College of Computer Science and Technology, Harbin Institute of Technology, Harbin, Heilongjiang 150001, China.
College of Bioinformatics Science and Technology, Harbin Medical University, Harbin, Heilongjiang 150081, China.
Bioinformatics. 2020 Aug 15;36(16):4466-4472. doi: 10.1093/bioinformatics/btaa428.
Although long non-coding RNAs (lncRNAs) have limited capacity for encoding proteins, they have been verified as biomarkers in the occurrence and development of complex diseases. Recent wet-lab experiments have shown that lncRNAs function by regulating the expression of protein-coding genes (PCGs), which could also be the mechanism responsible for causing diseases. Currently, lncRNA-related biological data are increasing rapidly. Whereas, no computational methods have been designed for predicting the novel target genes of lncRNA.
In this study, we present a graph convolutional network (GCN) based method, named DeepLGP, for prioritizing target PCGs of lncRNA. First, gene and lncRNA features were selected, these included their location in the genome, expression in 13 tissues and miRNA-mediated lncRNA-gene pairs. Next, GCN was applied to convolve a gene interaction network for encoding the features of genes and lncRNAs. Then, these features were used by the convolutional neural network for prioritizing target genes of lncRNAs. In 10-cross validations on two independent datasets, DeepLGP obtained high area under curves (0.90-0.98) and area under precision-recall curves (0.91-0.98). We found that lncRNA pairs with high similarity had more overlapped target genes. Further experiments showed that genes targeted by the same lncRNA sets had a strong likelihood of causing the same diseases, which could help in identifying disease-causing PCGs.

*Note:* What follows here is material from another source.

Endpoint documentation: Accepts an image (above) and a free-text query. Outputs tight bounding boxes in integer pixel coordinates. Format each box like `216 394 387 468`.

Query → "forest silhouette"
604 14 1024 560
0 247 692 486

https://github.com/zty2009/LncRNA-target-gene.
Supplementary data are available at Bioinformatics online.
尽管长非编码 RNA(lncRNA)的编码蛋白质能力有限,但它们已被验证为复杂疾病发生和发展的生物标志物。最近的湿实验表明,lncRNA 通过调节蛋白编码基因(PCG)的表达发挥作用,这也可能是导致疾病的机制。目前,lncRNA 相关的生物数据正在迅速增加。然而,目前还没有设计用于预测 lncRNA 新靶基因的计算方法。

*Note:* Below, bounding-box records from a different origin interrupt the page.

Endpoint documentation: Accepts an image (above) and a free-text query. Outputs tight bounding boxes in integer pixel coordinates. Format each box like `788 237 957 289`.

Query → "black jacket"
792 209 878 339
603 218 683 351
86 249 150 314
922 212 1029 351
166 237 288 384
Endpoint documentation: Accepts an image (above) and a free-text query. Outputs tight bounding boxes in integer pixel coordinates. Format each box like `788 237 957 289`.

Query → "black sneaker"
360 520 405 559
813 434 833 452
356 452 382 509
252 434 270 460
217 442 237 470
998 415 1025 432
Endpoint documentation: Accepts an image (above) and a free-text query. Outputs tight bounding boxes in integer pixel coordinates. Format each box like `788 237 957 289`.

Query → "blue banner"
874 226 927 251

在这项研究中,我们提出了一种基于图卷积网络(GCN)的方法,称为 DeepLGP,用于优先考虑 lncRNA 的靶标 PCG。首先,选择基因和 lncRNA 特征,包括它们在基因组中的位置、在 13 种组织中的表达以及 miRNA 介导的 lncRNA-基因对。接下来,应用 GCN 卷积基因相互作用网络以编码基因和 lncRNA 的特征。然后,这些特征被卷积神经网络用于优先考虑 lncRNA 的靶基因。在两个独立数据集的 10 次交叉验证中,DeepLGP 获得了高的曲线下面积(0.90-0.98)和精度-召回曲线下面积(0.91-0.98)。我们发现具有高相似度的 lncRNA 对具有更多重叠的靶基因。进一步的实验表明,同一 lncRNA 集靶向的基因具有引起相同疾病的强烈可能性,这有助于识别致病 PCG。
https://github.com/zty2009/LncRNA-target-gene。
补充数据可在 Bioinformatics 在线获取。